26 July 2014

Walking through The Grey Soul of London (July 2014)

For each of the last three years I have taken Minimum Labyrinth's walk through The Grey Soul of London and I saw no reason for 2014 to be any different. The Grey Soul is a great walk and talk, and so are their others, which is why I have been on a few of them.

All of the Grey Soul walks have been a little different; they have been at different times in different weathers and one ended at a different location and my fourth attempt was probably the one that best kept to the script. It also finished on time, 6pm, which the other attempts had spectacularly failed to do.

Being the fourth time also meant that, finally, I had some sort of handle on where we were and where we were going. It also meant that I had taken photos of the main sites before so this time I have tried to pick a few different ones. I've not always succeeded.

We started in the Shakespeare's Head behind Sadlers's Wells. The first thing that I noticed was that one of the other walkers was wearing a Zenith t-shirt, a promising omen for things to come.



We headed off south towards the former Finsbury Town Hall before wandering down Exmouth Market and along to the brilliantly named Coldbath Square before turning east along Warner Street.

We stopped several times to hear Robert's stories about the places we were passing through while I took the sort of photos that I would take if I was visiting the place on holiday. That means that there were two parallel tales, those narrated by Robert and those told to me by the buildings we walked past.

The distinctly different middle part of our journey took us in to the industrial zone dominated, but far from limited to, the Mount Pleasant Sorting Office. Just before we got there I was captivated by this collection of brick and metal in Eyre Street Hill.

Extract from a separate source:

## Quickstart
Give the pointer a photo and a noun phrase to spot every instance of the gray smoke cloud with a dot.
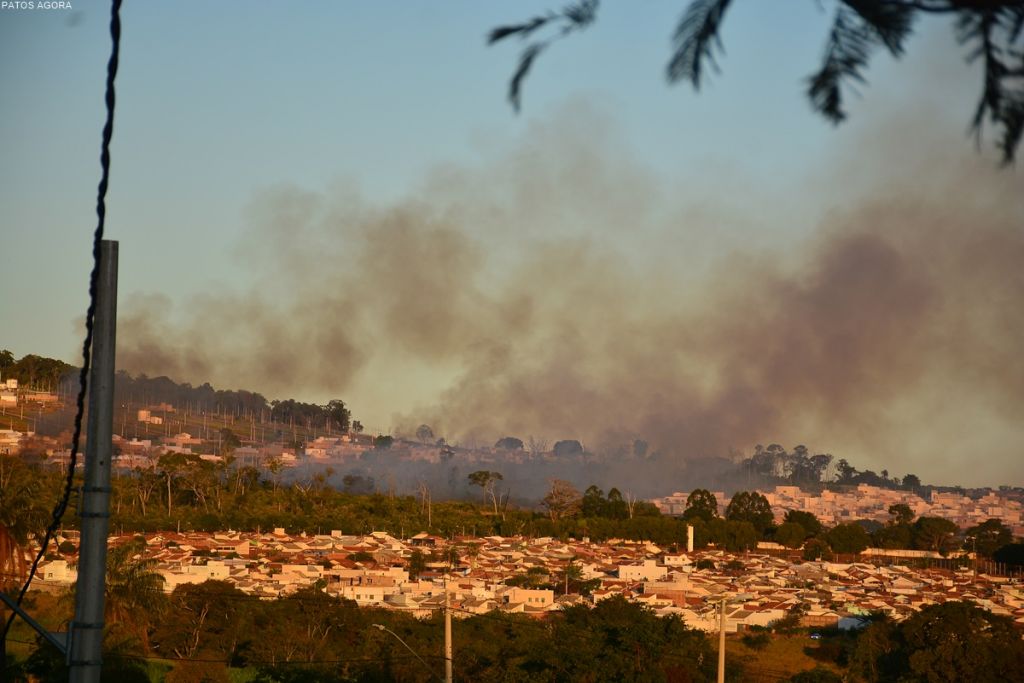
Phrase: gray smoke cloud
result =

That is where we had a set-back when the pub we were aiming for was closed and so was the fall-back. That meant we had to head for the Union Tavern where we were due to end our exploration later on. I found that very useful as it helped me to work out where the Union Tavern actually is in relation to the other places that we visited.



After our brief dalliance with industry we headed in to the Georgian squares in what may be Pentonville, or Finsbury, or Islington. This was also the world of Arthur Machen, one of the inspirations behind this walk.



Our entry to this new world was the Riceyman Steps, made famous in a novel of the same name by Arnold Bennett. At the top we found Granville Square, the first of several.



These houses are fairly typical of what we saw for that section of the walk as Robert dragged as down unknown streets and alleyways in a fairly successful attempt to get us all lost. And he kept telling us tales to distract us.

Water formed part of many stories that day from the wells that still live on to place names, the submerged and subjugated Fleet river, a shy reservoir in Claremont Square and a Thames Water pumping station in Amwell Street which was proud to show off some of its pipes.

Somewhere around there we found another pub. This time it was open but it was not the pub that we expected. The legendary Filthy MacNasty's was our intended destination but it was being turned in to The Fountain, a fairly standard gastro pub with little beer and fewer staff. It took a while but I did mange to get a pint of something drinkable.



Passing along an alleyway between Naoroji Street and Lloyd Square I could not fail to notice this green house covered in scaffolding. It was not part of the formal walk but was very much the sort of thing that I like to see, and photograph.



My final picture from the walk is another typical picture of the area we explored at the end. I think this is LLoyd Square but the precise location is not the point.

From there we headed back to the Union Tavern this time for a longer stay and some food. Robert had finished his tales by then so we had to fill the gap with our own conversations. This was considerably helped by finding other people who read comics, and not just the Zenith guy, and a woman whose boyfriend could not make the walk because he was off being a wizard somewhere.

This was another fine walk through The Grey Soul of London and another fine walk from those nice chaps at Minimum Labyrinth. As long as they keep doing them I am going to keep walking with them.